Bahket shows off water collected in a sump in a room that he says safety inspectors put off-limits with caution tape a year ago because of a collapsing floor. (Click to enlarge)
Bahket showed redbankgreen numerous places where water was still pouring through the ceiling late Tuesday morning, including a leak that he believes may have destroyed a $35,000 dry-cleaning machine.
“I’m scared to put the electricity on,” he said. “The fire department said, ‘Don’t put it on.'”
The leaks have been occuring for years, he said, with DeAngelis sending out a repairman to make patches just once, two years ago, only to have the problem recur shortly thereafter.
“It’s always, ‘I will, I will, I will,'” said Bahket’s wife, Karen.
The couple also took a reporter to back room where the cement floor has buckled. Safety inspectors put up caution tape about a year ago, the Bahkets said, to prevent anyone from working in or walking through the area, lest it collapse.
The antipathy between the landlord and tenant appears deep-seated and long-running.
The Bahkets have owned the business about four years, and Youssef, and Egyptian immigrant who says his English is not very good, said he naively signed a lease that required him to supply hot water to DeAngelis’ apartment, forcing him to keep a 600-gallon boiler running full-time and driving up his expenses. The lease also requires him to pay for electricity to an adjoining space rented to the Count Basie Theatre Phoenix Productions for storage, he said.

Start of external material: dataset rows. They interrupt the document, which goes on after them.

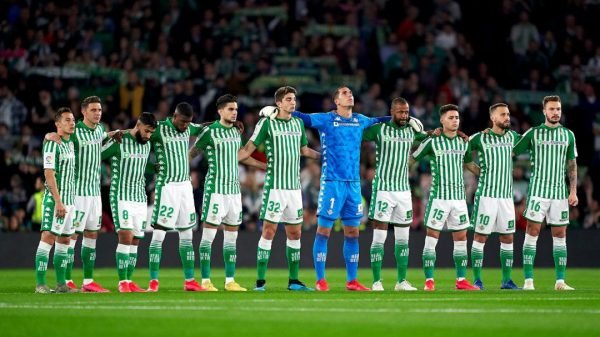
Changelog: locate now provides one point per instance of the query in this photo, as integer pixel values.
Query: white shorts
(57, 226)
(222, 209)
(391, 207)
(452, 213)
(174, 206)
(493, 215)
(282, 206)
(88, 214)
(555, 211)
(131, 215)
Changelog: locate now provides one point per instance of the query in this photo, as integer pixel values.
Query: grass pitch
(278, 312)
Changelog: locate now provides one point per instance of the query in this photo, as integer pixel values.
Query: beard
(138, 137)
(503, 126)
(552, 122)
(401, 122)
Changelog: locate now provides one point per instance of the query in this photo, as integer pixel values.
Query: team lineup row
(72, 205)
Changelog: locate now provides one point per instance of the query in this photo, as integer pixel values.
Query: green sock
(186, 253)
(71, 261)
(132, 262)
(428, 262)
(230, 257)
(376, 260)
(477, 259)
(88, 258)
(401, 254)
(293, 257)
(155, 254)
(60, 261)
(122, 258)
(205, 253)
(460, 258)
(262, 260)
(41, 262)
(506, 260)
(559, 252)
(528, 258)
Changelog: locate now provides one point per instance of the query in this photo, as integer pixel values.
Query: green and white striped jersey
(61, 159)
(171, 148)
(549, 150)
(128, 162)
(283, 140)
(392, 144)
(221, 144)
(88, 152)
(494, 152)
(447, 156)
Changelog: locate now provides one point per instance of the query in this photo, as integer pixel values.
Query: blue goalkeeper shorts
(340, 199)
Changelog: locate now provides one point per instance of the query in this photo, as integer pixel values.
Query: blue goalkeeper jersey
(340, 142)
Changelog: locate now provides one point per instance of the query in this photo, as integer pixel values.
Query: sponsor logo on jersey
(397, 139)
(286, 133)
(552, 142)
(133, 155)
(226, 140)
(336, 124)
(489, 146)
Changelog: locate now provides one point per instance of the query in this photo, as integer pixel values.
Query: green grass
(278, 312)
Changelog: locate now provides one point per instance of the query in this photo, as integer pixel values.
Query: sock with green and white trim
(379, 236)
(401, 251)
(263, 252)
(559, 252)
(477, 259)
(529, 249)
(42, 256)
(205, 250)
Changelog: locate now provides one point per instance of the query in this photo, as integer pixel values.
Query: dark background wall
(18, 250)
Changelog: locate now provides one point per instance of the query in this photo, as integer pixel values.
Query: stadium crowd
(150, 55)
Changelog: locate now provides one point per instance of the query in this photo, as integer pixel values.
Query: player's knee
(323, 231)
(269, 231)
(186, 235)
(480, 238)
(48, 237)
(430, 242)
(90, 234)
(533, 228)
(508, 239)
(88, 242)
(158, 236)
(208, 234)
(351, 231)
(401, 234)
(379, 236)
(294, 234)
(229, 237)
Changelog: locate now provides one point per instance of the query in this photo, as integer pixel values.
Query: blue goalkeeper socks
(351, 257)
(320, 255)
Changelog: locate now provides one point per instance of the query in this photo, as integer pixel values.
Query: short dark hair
(336, 93)
(448, 107)
(185, 109)
(281, 92)
(399, 100)
(88, 100)
(61, 111)
(496, 106)
(223, 100)
(553, 98)
(148, 119)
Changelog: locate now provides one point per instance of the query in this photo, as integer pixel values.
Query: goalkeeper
(340, 132)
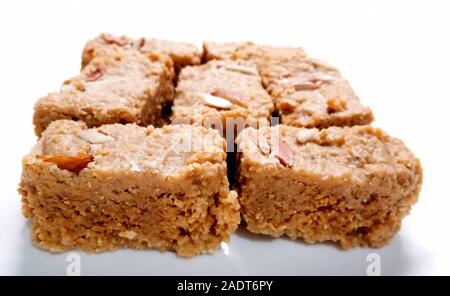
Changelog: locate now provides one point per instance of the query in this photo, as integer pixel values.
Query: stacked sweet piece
(132, 151)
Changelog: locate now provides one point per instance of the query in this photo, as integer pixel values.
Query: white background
(395, 54)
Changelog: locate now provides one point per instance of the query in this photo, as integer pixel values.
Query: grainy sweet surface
(306, 92)
(218, 90)
(351, 185)
(117, 84)
(182, 54)
(128, 186)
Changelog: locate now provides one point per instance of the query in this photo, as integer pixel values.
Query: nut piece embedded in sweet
(141, 43)
(95, 137)
(233, 97)
(283, 154)
(216, 102)
(307, 135)
(241, 69)
(129, 234)
(287, 105)
(94, 75)
(335, 105)
(73, 164)
(113, 39)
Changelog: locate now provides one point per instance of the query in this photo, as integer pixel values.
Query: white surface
(395, 54)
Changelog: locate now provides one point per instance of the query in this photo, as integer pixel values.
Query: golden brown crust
(351, 186)
(138, 190)
(117, 84)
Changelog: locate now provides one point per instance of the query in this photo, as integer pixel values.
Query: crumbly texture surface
(117, 84)
(182, 54)
(351, 186)
(211, 93)
(306, 92)
(128, 186)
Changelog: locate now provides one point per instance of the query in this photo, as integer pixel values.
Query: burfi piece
(350, 185)
(128, 186)
(220, 90)
(119, 85)
(182, 54)
(278, 64)
(318, 99)
(104, 45)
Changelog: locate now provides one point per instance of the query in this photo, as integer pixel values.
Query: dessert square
(218, 91)
(128, 186)
(307, 92)
(117, 84)
(347, 185)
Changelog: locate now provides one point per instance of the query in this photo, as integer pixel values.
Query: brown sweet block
(318, 99)
(219, 90)
(182, 54)
(118, 84)
(351, 185)
(128, 186)
(306, 92)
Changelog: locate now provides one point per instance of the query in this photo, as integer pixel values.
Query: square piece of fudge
(351, 186)
(182, 54)
(128, 186)
(307, 92)
(218, 91)
(117, 84)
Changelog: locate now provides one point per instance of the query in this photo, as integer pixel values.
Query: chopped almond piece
(283, 153)
(71, 163)
(121, 41)
(336, 105)
(94, 75)
(216, 102)
(287, 104)
(231, 96)
(242, 69)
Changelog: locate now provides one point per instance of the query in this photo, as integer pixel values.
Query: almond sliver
(231, 96)
(216, 102)
(241, 69)
(71, 163)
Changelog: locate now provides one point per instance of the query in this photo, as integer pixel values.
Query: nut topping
(94, 75)
(307, 81)
(233, 97)
(71, 163)
(283, 153)
(95, 137)
(121, 41)
(287, 104)
(216, 102)
(241, 69)
(335, 105)
(307, 135)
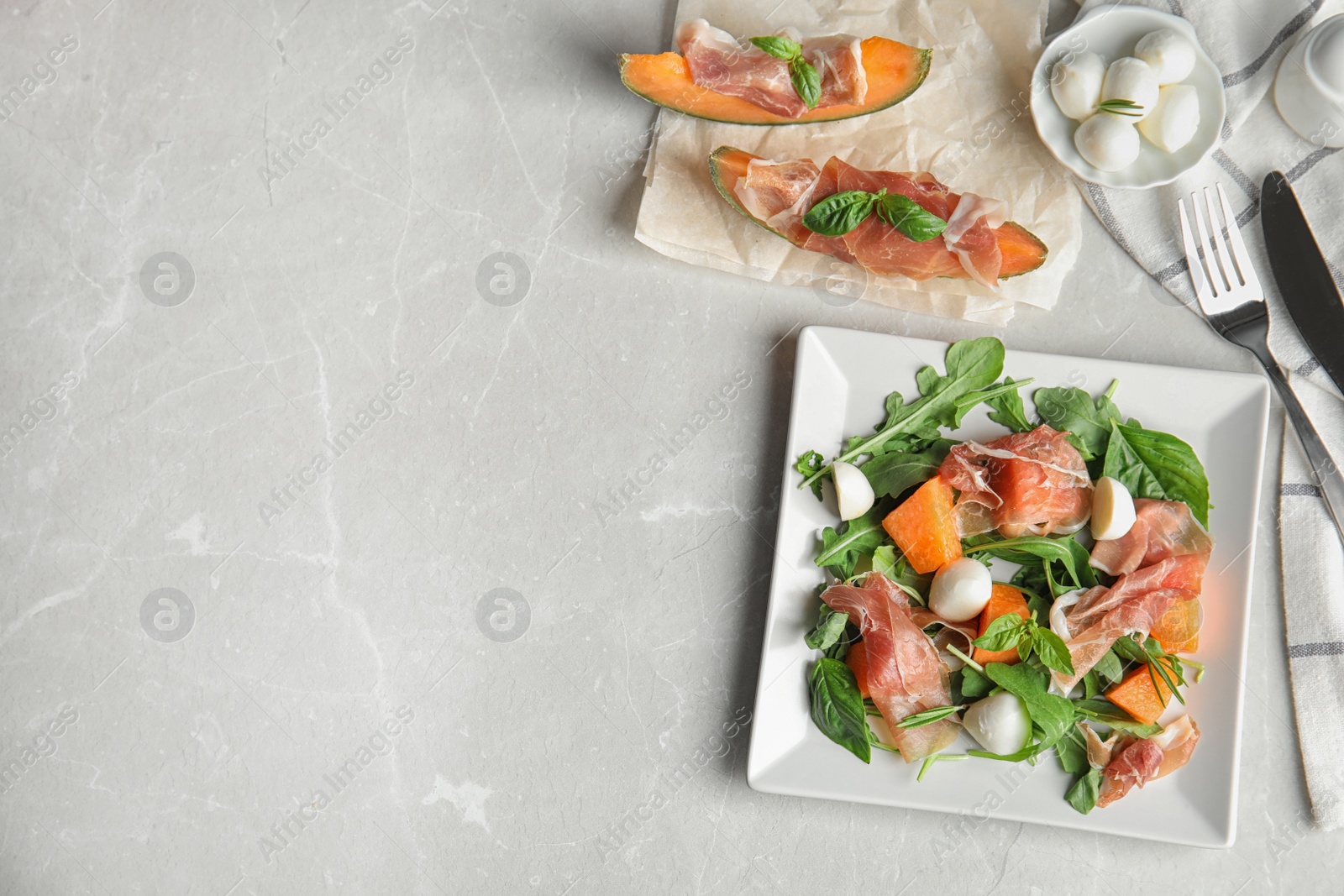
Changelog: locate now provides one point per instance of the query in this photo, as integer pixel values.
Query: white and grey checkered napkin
(1247, 40)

Now, with water pouring in, “I can’t do any work,” he said, adding that none of the authorities he’s spoken to will intervene on his behalf with the landlord. “Is somebody going to help me?”
DeAngelis, who says she’s an officer of Deezee Inc., which owns the building, lit into Bahket when redbankgreen asked her about his claims.
She said she’s urgently trying to fix the leaks, but that Bahket had overstated the problem. She also accused him of violating the lease innumerable ways, from making structural changes that were not authorized to failing to shovel snow in the parking area. She said Bahket’s son had “keyed” her car “at least three times.”
The roof and the floor repairs had been delayed by a “lengthy” review and permitting process at borough hall, less than a block away, but they would be made, she claimed.
“He’s a hostile tenant,” she said. “He’s spiteful and vindictive. He’s doing this to spite us.”
Asked about Bahket’s claim of having been duped into an unfair lease, DeAngelis said Bahket is “stupid stupid like a fox He’s a conniving liar.”